Poor glycemic control and longer diabetes duration are the strongest predictors for developing microvascular complications. Patients with a longer history of diabetes have far higher odds of nephropathy or neuropathy [6, 7]. In one Saudi study, every 5-year increase in diabetes duration was associated with 2.5-fold higher odds of peripheral neuropathy [6]. Furthermore, nephropathy was much more common in people who had diabetes for more than 10 years. Saudi registry data showed that people with nephropathy had had diabetes for an average of 18.8 years, compared to 12.8 years for people without nephropathy (p < 0.0001) [7]. Hyperglycemia (high HbA1c) is a critical risk factor—chronically elevated blood glucose damages small vessels supplying nerves and kidneys. Over 60% of Saudi patients with DN have HbA1c > 8%—a significantly higher proportion than in patients without nephropathy [7].

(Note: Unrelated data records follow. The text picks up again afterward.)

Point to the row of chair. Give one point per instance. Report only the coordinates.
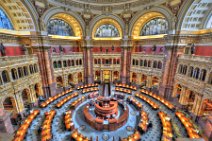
(87, 86)
(126, 86)
(77, 136)
(134, 102)
(21, 132)
(159, 98)
(69, 124)
(87, 90)
(167, 134)
(46, 132)
(53, 98)
(66, 99)
(144, 121)
(123, 90)
(134, 137)
(191, 130)
(148, 100)
(77, 102)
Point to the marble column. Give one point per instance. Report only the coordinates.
(5, 122)
(197, 106)
(169, 69)
(125, 60)
(88, 60)
(42, 49)
(182, 96)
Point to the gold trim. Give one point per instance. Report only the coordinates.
(64, 37)
(149, 37)
(15, 32)
(107, 21)
(71, 21)
(142, 20)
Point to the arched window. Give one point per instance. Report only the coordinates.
(73, 64)
(180, 69)
(95, 61)
(149, 63)
(159, 65)
(191, 71)
(31, 69)
(69, 63)
(26, 72)
(1, 82)
(59, 27)
(5, 22)
(155, 64)
(184, 69)
(55, 64)
(141, 62)
(133, 61)
(64, 63)
(107, 30)
(14, 74)
(35, 67)
(203, 75)
(210, 78)
(154, 27)
(136, 62)
(77, 62)
(145, 63)
(99, 61)
(20, 72)
(118, 61)
(59, 64)
(5, 76)
(114, 61)
(196, 73)
(80, 62)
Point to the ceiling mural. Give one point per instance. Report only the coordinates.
(59, 27)
(154, 27)
(5, 22)
(107, 30)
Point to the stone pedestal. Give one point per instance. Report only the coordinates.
(5, 123)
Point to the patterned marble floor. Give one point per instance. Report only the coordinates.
(60, 134)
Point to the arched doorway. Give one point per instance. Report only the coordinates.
(116, 75)
(178, 91)
(79, 77)
(70, 79)
(143, 80)
(97, 76)
(59, 81)
(26, 98)
(38, 90)
(134, 77)
(155, 82)
(9, 104)
(5, 76)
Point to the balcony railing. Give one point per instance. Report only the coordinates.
(196, 58)
(13, 60)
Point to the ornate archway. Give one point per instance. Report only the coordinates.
(9, 104)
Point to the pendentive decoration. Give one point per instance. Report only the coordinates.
(5, 22)
(107, 30)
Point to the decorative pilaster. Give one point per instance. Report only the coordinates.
(88, 60)
(125, 60)
(170, 65)
(41, 48)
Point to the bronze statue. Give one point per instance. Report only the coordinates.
(2, 50)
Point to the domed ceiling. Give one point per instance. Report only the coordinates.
(107, 6)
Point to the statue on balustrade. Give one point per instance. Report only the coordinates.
(2, 50)
(192, 49)
(61, 48)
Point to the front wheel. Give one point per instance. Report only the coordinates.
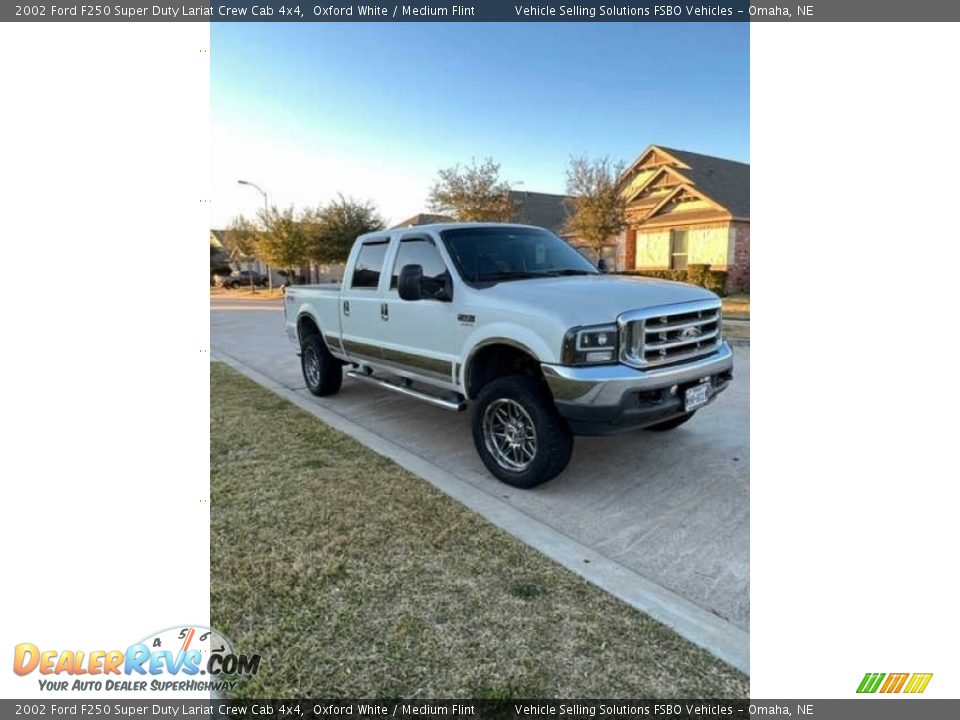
(518, 433)
(322, 372)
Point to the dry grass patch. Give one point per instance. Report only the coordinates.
(354, 578)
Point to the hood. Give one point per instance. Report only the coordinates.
(589, 299)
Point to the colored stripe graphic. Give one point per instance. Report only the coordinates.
(918, 683)
(870, 682)
(894, 682)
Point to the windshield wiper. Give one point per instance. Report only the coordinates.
(568, 271)
(510, 275)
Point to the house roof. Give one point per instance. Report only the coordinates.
(727, 182)
(423, 219)
(542, 209)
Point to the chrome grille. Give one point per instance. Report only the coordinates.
(670, 333)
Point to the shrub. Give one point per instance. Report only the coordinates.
(697, 274)
(716, 281)
(676, 275)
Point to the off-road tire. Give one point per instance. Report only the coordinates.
(671, 423)
(322, 372)
(554, 441)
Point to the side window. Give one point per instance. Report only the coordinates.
(419, 251)
(366, 273)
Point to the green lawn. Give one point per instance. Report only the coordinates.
(354, 578)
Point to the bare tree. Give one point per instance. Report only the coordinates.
(598, 207)
(473, 193)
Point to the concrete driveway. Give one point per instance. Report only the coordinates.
(673, 507)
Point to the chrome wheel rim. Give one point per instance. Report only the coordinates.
(311, 367)
(509, 434)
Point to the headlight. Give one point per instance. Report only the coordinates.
(594, 345)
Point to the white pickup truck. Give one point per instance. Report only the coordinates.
(513, 323)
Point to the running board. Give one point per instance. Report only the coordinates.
(454, 405)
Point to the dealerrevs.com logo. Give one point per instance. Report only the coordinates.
(183, 658)
(894, 683)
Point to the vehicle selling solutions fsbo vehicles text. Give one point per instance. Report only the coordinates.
(622, 11)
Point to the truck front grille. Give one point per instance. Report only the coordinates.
(670, 333)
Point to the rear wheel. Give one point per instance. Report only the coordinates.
(322, 372)
(671, 423)
(518, 433)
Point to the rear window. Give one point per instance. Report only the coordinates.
(366, 273)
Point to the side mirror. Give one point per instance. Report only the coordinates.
(410, 282)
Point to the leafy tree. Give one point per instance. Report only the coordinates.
(282, 240)
(331, 229)
(473, 193)
(240, 239)
(599, 209)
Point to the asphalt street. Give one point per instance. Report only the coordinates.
(673, 507)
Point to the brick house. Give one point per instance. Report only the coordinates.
(685, 208)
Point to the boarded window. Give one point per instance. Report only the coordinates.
(366, 273)
(678, 249)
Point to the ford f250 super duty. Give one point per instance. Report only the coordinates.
(513, 323)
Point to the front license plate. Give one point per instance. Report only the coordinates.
(696, 396)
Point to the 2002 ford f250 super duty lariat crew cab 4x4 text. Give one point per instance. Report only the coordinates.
(512, 322)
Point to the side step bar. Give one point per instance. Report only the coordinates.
(454, 405)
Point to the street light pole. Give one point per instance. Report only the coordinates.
(266, 215)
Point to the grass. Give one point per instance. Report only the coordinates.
(244, 292)
(354, 578)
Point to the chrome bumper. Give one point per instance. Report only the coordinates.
(608, 385)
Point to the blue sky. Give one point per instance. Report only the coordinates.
(374, 110)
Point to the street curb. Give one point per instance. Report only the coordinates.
(701, 627)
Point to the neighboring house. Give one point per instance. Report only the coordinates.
(422, 219)
(237, 262)
(542, 209)
(685, 208)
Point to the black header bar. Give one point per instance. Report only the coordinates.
(485, 11)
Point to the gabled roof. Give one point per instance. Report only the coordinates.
(542, 209)
(725, 181)
(422, 219)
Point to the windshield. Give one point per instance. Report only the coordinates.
(497, 254)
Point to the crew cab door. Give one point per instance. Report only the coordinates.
(361, 300)
(422, 337)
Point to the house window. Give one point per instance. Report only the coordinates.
(678, 249)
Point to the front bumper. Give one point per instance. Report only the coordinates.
(612, 398)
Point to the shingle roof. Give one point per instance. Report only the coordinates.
(423, 219)
(725, 181)
(542, 209)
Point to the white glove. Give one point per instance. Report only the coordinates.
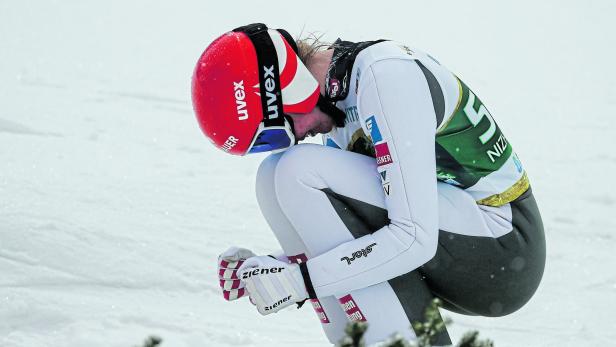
(272, 284)
(228, 263)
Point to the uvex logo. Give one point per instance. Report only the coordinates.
(358, 254)
(270, 86)
(240, 95)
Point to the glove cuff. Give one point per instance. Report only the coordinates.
(303, 266)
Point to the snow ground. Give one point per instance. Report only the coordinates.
(113, 206)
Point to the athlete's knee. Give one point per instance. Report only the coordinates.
(265, 178)
(298, 166)
(299, 158)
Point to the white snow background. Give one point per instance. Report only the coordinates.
(114, 206)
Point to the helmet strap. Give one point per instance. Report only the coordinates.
(269, 79)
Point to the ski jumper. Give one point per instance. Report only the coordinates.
(418, 195)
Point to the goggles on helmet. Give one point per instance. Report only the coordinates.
(272, 138)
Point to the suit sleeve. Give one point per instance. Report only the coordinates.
(395, 104)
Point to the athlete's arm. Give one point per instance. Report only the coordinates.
(395, 97)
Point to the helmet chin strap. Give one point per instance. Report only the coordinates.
(332, 111)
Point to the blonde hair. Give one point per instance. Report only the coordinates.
(309, 45)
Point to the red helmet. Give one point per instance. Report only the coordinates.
(243, 86)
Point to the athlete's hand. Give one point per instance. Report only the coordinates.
(228, 263)
(272, 284)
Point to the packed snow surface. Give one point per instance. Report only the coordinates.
(114, 207)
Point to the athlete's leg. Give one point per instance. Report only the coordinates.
(502, 249)
(329, 197)
(333, 319)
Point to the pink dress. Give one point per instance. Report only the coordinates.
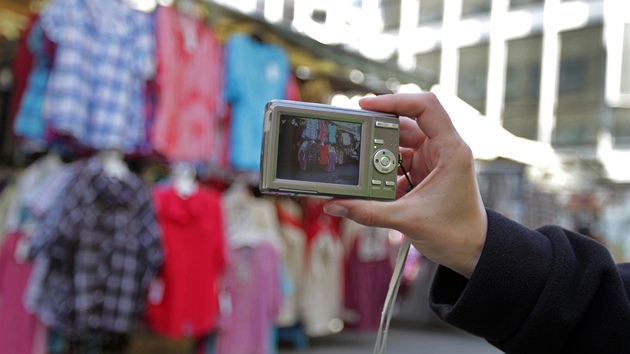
(190, 81)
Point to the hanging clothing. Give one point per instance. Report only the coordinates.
(190, 87)
(17, 326)
(323, 278)
(368, 273)
(332, 159)
(22, 65)
(29, 121)
(38, 172)
(332, 133)
(255, 74)
(323, 131)
(294, 239)
(254, 289)
(104, 247)
(183, 300)
(105, 52)
(311, 129)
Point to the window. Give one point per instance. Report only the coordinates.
(521, 3)
(579, 114)
(473, 76)
(621, 128)
(474, 7)
(429, 62)
(391, 14)
(430, 11)
(522, 87)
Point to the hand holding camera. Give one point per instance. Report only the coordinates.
(443, 215)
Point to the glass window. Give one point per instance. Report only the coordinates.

While hyperglycemia is the key pathogenic driver, recent evidence suggests that these complications can develop even in patients with well-controlled HbA1c levels [8]. This raises the need for identifying early markers that may predict end-organ damage before classical indicators such as reduced eGFR become apparent [9]. Given that neuropathy may precede or coexist with nephropathy [10], the presence of diabetic neuropathy could serve as an early clinical predictor of renal involvement, particularly albuminuria.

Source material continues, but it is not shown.